Appearing before the Senate, Prof. Aduol has steadfastly defended his administration’s actions. He maintains that the diversion of pension funds into the university’s operational accounts was a necessity born of desperation, arguing that the National Treasury consistently failed to provide sufficient funding to the institution. According to this defense, the administration was forced to choose between keeping the university doors open and meeting its pension remittance obligations, and it chose the former.
However, this argument has been met with skepticism by both oversight bodies and legislative representatives. Senator Joe Nyutu of Murang'a and other members of the committee have challenged the logic of prioritizing operational expenses at the expense of legally mandated staff contributions. Critics argue that the decision to operate an unregistered pension scheme, combined with the rapid depletion of funds, suggests a fundamental breach of fiduciary duty that goes beyond standard fiscal strain.
The Retirement Benefits Authority (RBA) Chief Executive Officer, Charles Machira, further complicated the defense by labeling the scheme’s status as catastrophic. His testimony highlighted that the university’s actions violated the Retirement Benefits Act, and that the failure to ring-fence staff contributions created an environment where the funds were effectively treated as a free operating budget.
The fallout from this scandal has had a profound impact on the livelihoods of those who once served the university. Retirees, who expected to live out their golden years with dignity, are now confronting a reality where they can only recover a fraction of their accrued benefits—in many cases, as little as KES 170,000 for every KES 1 million originally saved. The psychological and financial distress has been well-documented, with some former staff members passing away before seeing any semblance of justice or compensation.
The High Court has ordered the liquidation of the scheme, a move intended to preserve whatever assets remain for the victims.
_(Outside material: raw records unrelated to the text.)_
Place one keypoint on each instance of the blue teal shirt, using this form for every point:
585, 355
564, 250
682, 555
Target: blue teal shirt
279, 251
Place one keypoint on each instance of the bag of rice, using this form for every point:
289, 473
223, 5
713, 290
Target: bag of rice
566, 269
Yet, for many, the legal process is slow and uncertain. The appointment of an official receiver to manage the remnants of the fund is a cold comfort to those who have been waiting years for their money, only to find the coffers empty.
The controversy surrounding Prof. Aduol poses a delicate question for Kenya’s democratic infrastructure. As an IEBC commissioner, he is charged with presiding over the integrity of electoral processes, a role that demands the highest standards of personal and professional conduct. The Senate investigation serves as a critical stress test for the independence and accountability of public officials.
While Prof. Aduol remains in his post, the parliamentary scrutiny continues to cast a long shadow. The Senate Committee on Labour and Social Welfare has signaled that its probe is far from concluded, with plans to summon CEOs from banking and pension management firms that facilitated the TUK accounts. As the legal battles continue, the public remains vigilant, waiting to see whether the principles of accountability will apply to those in positions of high power as firmly as they do to the rest of the workforce.
The case of the TUK pension collapse is a cautionary tale about the vulnerability of public funds when oversight is absent. Ultimately, the resolution of this scandal will serve as a bellwether for whether institutions can truly hold their leaders to account, or if the life savings of thousands will remain a permanent casualty of administrative mismanagement.